The Most Special Moment

I was unprepared, despite my expectations, for the Western Wall.

Early in 2018, I decided to travel to the Holy Land — Israel and Palestine. Like many travellers who are also writers, I had high hopes of what I would be able to capture of my impressions and thoughts on this first visit. I’m a Christian (specifically, an Anglican) lay reader with some Jewish ancestry. So I knew I had a lot of baggage. I hoped to set aside my expectations and so be open to what I would be experiencing. Not easy. Stepping into pilgrimage mode is already to be immersed in a vast tradition of expectations. Travelling with a cloud of witnesses whose sight has been heavily influenced by their previous experience and by their personal and collective hopes and dreams and fears and tentative or bold longings. It would be impossible not to have expectations, even if those stand squarely in the way of genuine experience.

Yet only when we lay down our expectations can we be open to what’s really happening. Near the eve of my departure, my Jewish friend W told me she found herself in tears at the Church of the Holy Sepulchre. I think this was in part because she didn’t have expectations of what she would find there.

And I was unprepared, despite my expectations, for the Western Wall.

I’d known I would visit it. I’d been reading two different books on the history of Jerusalem. I knew the Wall was the traditional focus for devout Jews, both pilgrims and local people, and I knew I wanted to come and pray there, too, in a more or less traditional way. I knew enough to bring prayers with me written on tiny slips of paper, I brought them for friends and I brought my own. When our leader invited us for an “evening walk,” he didn’t say we would go there, but I brought the written prayers. I carried them forward among the women who were praying, I moved somewhat tentatively and with reverence and determination, finding places to put them among the bits of paper crammed into the chinks between the ancient stones. I’m tall and so I reached up and found room for those prayers. Then I backed away carefully, among the other women who had come, not turning my back on this holy site.

Two days later, early in the morning, our local guide brought the whole group again to the Wall.  She told us that some Jews believe that all prayers come here before ascending to God.  

This conflation of geography and devotion seems to open a line of thought in itself, doesn’t it?  We Christians pray in churches where the altar is said to be at the East end no matter what the actual position of the church, so there is some deep shared tradition here.  Yet the trajectory of prayer–or the other idea that when the little papers are taken out of the chinks in the wall, they are buried on the Mount of Olives where they will continue being prayed in eternity–these notions seem to obscure as much of the truth as they reveal. So I took her words in, and also set them somewhat to the side.
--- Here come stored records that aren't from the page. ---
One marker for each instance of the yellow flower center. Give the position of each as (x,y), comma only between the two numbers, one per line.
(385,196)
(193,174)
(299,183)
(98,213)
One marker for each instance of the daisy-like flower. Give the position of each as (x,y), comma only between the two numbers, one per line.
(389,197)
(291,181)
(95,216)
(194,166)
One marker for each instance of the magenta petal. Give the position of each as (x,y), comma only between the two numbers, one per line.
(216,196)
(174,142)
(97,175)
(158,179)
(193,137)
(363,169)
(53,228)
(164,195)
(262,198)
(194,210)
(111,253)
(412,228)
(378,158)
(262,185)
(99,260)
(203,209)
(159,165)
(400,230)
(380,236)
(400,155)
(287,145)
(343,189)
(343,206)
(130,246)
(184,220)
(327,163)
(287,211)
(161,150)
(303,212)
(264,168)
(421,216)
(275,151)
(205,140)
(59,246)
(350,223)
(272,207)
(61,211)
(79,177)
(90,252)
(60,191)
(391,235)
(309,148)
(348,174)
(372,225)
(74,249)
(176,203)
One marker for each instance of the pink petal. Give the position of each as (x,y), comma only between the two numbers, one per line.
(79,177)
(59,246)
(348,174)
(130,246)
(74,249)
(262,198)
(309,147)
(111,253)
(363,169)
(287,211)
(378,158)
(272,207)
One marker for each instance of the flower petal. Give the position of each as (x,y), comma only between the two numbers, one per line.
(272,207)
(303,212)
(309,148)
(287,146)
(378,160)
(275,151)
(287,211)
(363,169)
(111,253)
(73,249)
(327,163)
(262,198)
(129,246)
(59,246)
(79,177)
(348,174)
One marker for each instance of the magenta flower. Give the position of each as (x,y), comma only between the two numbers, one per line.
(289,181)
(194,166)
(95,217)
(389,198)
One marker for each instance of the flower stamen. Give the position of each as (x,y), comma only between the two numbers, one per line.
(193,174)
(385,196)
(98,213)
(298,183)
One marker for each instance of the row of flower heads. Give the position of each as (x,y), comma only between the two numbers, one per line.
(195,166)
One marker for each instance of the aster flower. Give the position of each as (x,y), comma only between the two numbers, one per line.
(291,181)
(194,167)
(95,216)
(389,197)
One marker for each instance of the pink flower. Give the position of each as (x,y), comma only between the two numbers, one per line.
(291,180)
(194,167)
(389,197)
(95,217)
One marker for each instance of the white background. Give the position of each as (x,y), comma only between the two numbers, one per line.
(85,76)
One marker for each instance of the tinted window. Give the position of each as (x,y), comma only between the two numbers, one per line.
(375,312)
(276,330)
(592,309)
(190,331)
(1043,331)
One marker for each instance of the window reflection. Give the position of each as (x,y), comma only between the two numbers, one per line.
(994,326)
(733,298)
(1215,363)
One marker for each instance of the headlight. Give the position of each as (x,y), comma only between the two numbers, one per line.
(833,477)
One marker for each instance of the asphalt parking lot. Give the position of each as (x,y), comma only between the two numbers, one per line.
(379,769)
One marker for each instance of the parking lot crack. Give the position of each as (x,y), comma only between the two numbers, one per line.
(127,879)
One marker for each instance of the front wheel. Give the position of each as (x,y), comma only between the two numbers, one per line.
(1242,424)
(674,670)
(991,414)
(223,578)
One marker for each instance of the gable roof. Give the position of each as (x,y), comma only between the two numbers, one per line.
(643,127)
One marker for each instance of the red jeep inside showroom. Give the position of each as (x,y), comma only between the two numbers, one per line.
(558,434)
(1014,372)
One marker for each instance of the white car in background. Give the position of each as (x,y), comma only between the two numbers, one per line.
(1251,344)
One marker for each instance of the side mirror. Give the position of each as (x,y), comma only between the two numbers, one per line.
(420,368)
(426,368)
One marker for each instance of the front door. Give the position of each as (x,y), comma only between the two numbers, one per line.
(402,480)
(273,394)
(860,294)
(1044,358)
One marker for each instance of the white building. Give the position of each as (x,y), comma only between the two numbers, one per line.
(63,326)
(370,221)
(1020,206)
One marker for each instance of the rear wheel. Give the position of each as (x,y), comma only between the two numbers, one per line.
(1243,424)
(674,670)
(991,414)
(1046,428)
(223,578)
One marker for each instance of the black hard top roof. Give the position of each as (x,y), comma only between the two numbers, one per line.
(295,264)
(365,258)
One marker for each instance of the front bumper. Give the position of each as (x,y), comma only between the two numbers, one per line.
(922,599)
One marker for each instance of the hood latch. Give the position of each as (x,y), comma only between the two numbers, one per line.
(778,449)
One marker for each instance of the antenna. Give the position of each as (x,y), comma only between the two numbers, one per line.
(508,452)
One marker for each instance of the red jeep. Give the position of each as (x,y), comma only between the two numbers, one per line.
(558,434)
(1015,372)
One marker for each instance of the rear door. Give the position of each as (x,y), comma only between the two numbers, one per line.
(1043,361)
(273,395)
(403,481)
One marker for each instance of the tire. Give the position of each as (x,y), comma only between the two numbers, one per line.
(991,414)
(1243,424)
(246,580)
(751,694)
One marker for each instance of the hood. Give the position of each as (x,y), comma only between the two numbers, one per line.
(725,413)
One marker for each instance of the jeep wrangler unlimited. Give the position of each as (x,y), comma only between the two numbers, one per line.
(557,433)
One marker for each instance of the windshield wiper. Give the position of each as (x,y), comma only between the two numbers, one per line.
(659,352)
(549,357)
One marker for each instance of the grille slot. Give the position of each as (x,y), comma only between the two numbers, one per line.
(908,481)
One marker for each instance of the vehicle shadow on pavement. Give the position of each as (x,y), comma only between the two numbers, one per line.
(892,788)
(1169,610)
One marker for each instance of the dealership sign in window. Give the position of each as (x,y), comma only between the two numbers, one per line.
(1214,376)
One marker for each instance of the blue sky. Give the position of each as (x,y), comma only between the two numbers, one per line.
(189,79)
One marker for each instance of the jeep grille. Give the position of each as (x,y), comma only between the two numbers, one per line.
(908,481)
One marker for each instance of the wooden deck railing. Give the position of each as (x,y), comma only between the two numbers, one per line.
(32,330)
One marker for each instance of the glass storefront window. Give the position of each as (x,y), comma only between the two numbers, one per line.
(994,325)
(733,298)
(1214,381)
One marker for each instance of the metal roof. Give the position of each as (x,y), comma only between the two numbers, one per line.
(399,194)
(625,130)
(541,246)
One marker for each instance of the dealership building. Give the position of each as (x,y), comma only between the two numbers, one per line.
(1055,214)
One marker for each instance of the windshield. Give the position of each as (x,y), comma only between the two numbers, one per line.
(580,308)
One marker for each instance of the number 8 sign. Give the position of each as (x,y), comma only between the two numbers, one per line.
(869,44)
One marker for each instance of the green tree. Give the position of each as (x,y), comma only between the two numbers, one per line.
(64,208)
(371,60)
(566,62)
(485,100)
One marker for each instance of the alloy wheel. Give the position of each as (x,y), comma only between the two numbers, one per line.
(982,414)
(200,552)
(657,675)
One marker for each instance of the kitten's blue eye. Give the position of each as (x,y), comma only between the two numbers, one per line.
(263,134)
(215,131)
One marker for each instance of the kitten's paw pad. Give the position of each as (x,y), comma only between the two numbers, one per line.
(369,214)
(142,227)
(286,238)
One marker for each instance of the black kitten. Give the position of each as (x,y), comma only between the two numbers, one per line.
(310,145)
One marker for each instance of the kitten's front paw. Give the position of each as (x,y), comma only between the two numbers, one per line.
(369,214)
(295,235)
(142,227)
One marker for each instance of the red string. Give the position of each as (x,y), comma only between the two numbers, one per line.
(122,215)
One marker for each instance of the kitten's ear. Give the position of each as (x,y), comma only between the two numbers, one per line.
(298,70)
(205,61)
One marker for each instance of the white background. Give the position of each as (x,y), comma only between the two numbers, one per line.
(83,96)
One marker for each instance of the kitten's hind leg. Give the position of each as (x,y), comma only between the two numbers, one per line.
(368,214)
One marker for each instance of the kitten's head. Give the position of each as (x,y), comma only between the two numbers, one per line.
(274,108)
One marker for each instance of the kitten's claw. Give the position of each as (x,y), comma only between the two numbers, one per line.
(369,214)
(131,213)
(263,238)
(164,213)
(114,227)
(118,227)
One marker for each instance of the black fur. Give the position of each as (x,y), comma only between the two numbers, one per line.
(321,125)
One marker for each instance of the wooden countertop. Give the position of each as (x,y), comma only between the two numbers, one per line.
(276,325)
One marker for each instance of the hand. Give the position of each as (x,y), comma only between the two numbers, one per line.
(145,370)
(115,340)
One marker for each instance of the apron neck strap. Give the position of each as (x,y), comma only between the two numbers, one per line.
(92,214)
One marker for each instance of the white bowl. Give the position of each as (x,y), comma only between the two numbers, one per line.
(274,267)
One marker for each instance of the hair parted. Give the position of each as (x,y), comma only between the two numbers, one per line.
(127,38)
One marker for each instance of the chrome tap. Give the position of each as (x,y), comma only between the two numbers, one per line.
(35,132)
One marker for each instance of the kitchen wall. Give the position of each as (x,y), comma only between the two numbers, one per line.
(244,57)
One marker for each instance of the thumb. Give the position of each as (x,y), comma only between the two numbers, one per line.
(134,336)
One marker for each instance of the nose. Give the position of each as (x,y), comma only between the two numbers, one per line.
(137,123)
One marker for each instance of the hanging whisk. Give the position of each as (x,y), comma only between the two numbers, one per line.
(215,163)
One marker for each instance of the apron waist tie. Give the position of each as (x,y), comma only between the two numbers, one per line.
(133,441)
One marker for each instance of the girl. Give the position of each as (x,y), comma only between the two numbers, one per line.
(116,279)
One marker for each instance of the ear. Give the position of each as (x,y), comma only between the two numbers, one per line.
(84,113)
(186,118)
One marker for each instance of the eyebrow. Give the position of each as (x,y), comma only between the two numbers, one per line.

Marked for further notice.

I went to the Wall again, and then came back to the place from which I took this photo.  I had ten minutes to spare.  I found a little group of those ubiquitous white plastic stacking armchairs that seem to populate the whole world, and sat down in one of them. I didn’t need to do anything at all.

Sitting there, in the silence of the beautiful morning, watching people move deliberately towards and away from that so-revered wall of gigantic stones, aware that my fellow pilgrims were together in the distance, chatting, I was content to inhabit the moment. I took up very delicately the notion that prayers from all over the world were flooding forward and rising into the heavens.  Like a vast river of love and desire, a river of connection and conviction and hope and need.  I was empty of the need to “pray” any particular intercessions. In fact, I found the notion of prayer as “something to do,”–and I am a person who relishes lists of things to do, and for years have kept a running list of prayer requests and people to pray for in the back of my journal–remarkably meaningless. In its place was a delicious freedom from any obligation besides being present.  In the context of the river of prayer, not “items” but connection between us and God, individual cares and concerns are truly insignificant. It is not that they are not worth our attention–my attention. I have given and will again in the future give loving attention to them, that did not change. What changed was the feeling that it was in any way a task, or a job, or a kind of work or obligation. 

I tried to describe this to a secular friend, and I found myself saying: “Well we know that light is both a wave and a particle, yes?  It seemed to me that prayer is also both a wave and a particle. The individual names, or things we pray about, are like particles, but if we only see them that way–names on a list, pieces of paper–we lose sight of the wave. We separate them from what they really are.”

For that moment I feel the lightness of being without obligation in regard to prayer. Knowing it only as participation.  I wanted to remember this forever. I took this photo, in the hope that I would remember being not simply in this place but in this state of mind.